After I finish my studies, I am thinking of starting up a park devoted to reptiles. It would have beautiful gardens, and spacious enclosures for many different species of lizard, snake, crocodilian, and turtle (including, of course, lots of tortoises). It could also have, to a lesser extent, some associated animals, like fish, birds, primates, and small carnivorans. I was thinking of starting to network for this project soon, so that by the time I graduate I could work on it professionally.

So what do you think? Would you visit such a park? Do you think Denver could use it? If so, please share your thoughts below. Also, if you have some ideas, advice, or contacts for me, please share those, too. And feel free to PM me as well.

Thanks,
Gaddy 


PS - I have also thought about starting a drive-through safari, which Colorado also lacks. It would feature native megafauna, like elk and bison (which I currently study). However, because such an operation would require more land, it would probably have to come later on. Nevertheless, I'd love to hear your thoughts about this idea, too. Thanks.


----------



## Tom (Nov 27, 2012)

Well I like reptiles and reptile parks, so I'm all for it. I certainly can't speak for what the residents of Denver will like, but I'd go see your place, if I was in Denver.


----------



## Yvonne G (Nov 27, 2012)

I just wonder about the weather. Seems like a really expensive thing to make lots of viewer-friendly indoor habitats for winter time.


----------



## Edna (Nov 27, 2012)

If this proposed reptile park were to be located conveniently, include educational exhibits, be largely kid-safe and kid-friendly, have capacity for large groups (100+), and have bus parking, it could be a great field trip destination.


----------



## Jacqui (Nov 27, 2012)

First off, I am so impressed when folks have such major dreams and I hope you see your dream come true. I think it would be great. The area has quite a bunch of herp folks, plus is a heavily travel/visited place. What your talking of creating, if done well, would be a major attraction to everybody and be a of wonderful educational value. I would have loved to have had such a place all those hours Jeff and I killed in the Denver area... of course, you need to have room in your lot for semidrviers to stop and visit.  I say if you want this, go for it.


----------



## wellington (Nov 27, 2012)

emysemys said:


> I just wonder about the weather. Seems like a really expensive thing to make lots of viewer-friendly indoor habitats for winter time.

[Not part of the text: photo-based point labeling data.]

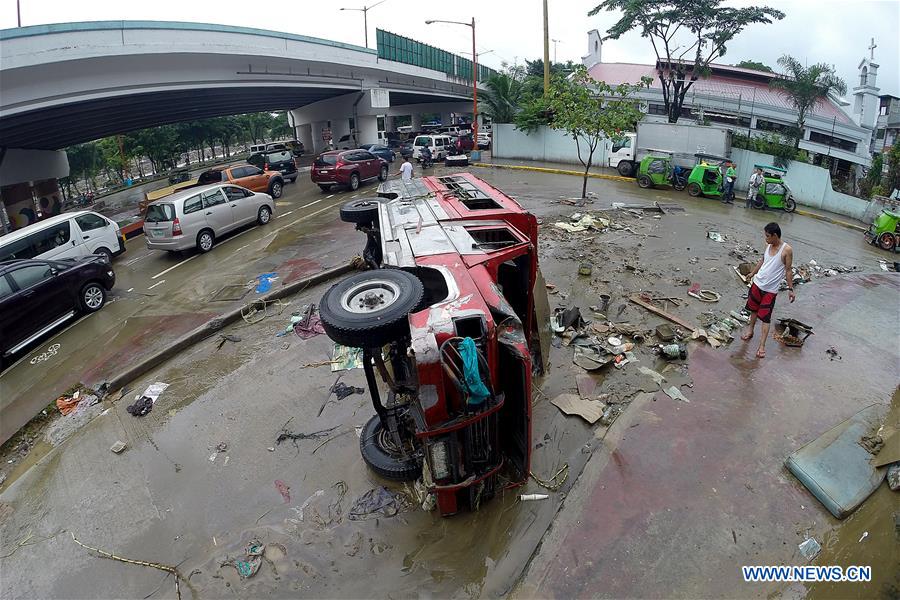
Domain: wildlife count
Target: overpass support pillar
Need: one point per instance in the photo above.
(367, 130)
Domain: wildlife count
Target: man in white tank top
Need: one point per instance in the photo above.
(766, 279)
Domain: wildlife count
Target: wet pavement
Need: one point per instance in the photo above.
(684, 492)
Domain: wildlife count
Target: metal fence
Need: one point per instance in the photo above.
(408, 51)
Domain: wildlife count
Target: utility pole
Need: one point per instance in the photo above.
(546, 53)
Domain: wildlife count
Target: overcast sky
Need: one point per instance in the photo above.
(832, 31)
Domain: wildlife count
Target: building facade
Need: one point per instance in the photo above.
(742, 100)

That's what I was wondering about the cold winters. Sounds Like a very cool idea/dream. If I were to ever want to visit Denver, I would come see it. Good luck, hope you succeed


----------



## Terry Allan Hall (Nov 30, 2012)

emysemys said:


> I just wonder about the weather. Seems like a really expensive thing to make lots of viewer-friendly indoor habitats for winter time.



My thoughts, as well...


----------



## GeoTerraTestudo (Dec 3, 2012)

Thanks for your thoughts, everyone. Yes, I can see how a reptile garden in Colorado would incur costs that a similar one would not incur in Florida.


----------



## Jacqui (Dec 3, 2012)

Of course in Florida, such a place would be rather common. In Colorado, it would be something special and the only place of it's kind to draw folks to.


----------



## Terry Allan Hall (Dec 3, 2012)

Have you considered using solar panels and wind mills to power the exhibit?

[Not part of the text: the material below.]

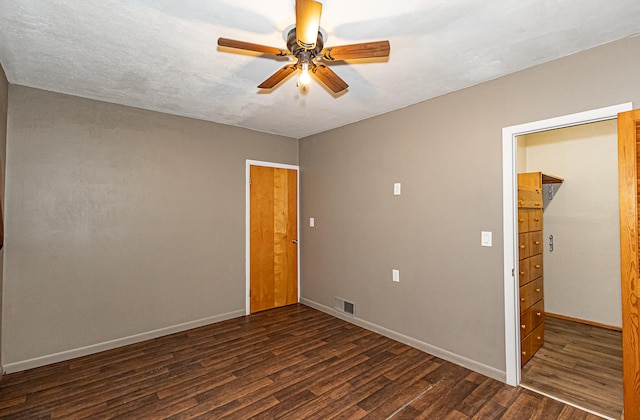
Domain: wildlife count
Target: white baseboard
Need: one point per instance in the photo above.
(489, 371)
(108, 345)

Big initial investment, but one that'd likely pay for itself, if you can get enough backing to keep it going until it turned a profit...

And, it'll likely be the ONLY such attraction in the area, so it could turn out to be VERY lucrative, in time.


----------



## Neal (Dec 3, 2012)

I think you'd have an easier time doing this thing here in AZ! 

But, I guess instead of the cold, you'd have to deal with the heat....


----------



## GeoTerraTestudo (Dec 11, 2012)

Here's a reptile garden in South Dakota. It's called "Reptile Gardens"!

http://www.reptilegardens.com/

I was thinking of calling ours "Turtle World."


----------



## EricIvins (Dec 11, 2012)

You actually have an advantage being in Colorado, but not neccessarily Denver. Geothermic Energy.......

http://www.gatorfarm.com/


----------



## Spn785 (Dec 11, 2012)

I think this is a great idea, and if you use solar panels or windmills like Terry suggested you could easily get government grants. When you decide to start on this let us know because I know I would travel to Denver to help get things started.


----------



## GeoTerraTestudo (Dec 11, 2012)

Thanks, guys!


----------



## Angi (Dec 13, 2012)

If I were in Denver I would go. You might be able to get grants if you started a 4-H section too. I know a lady that got a grant to start a bee 4-h club.


----------



## bellyboo (Dec 13, 2012)

I love this idea! We are in Nebraska, but lived in Fort Collins for about 5 years and made lots and lots of trips to Denver to the downtown aquarium and still take our kiddos back once a year. I always wished that there was a place with more reptiles. I think it would be fascinating and draw lots of people along with the other great attractions Denver has to offer. 

Good luck with your dream! It's a big one, but a great one!


----------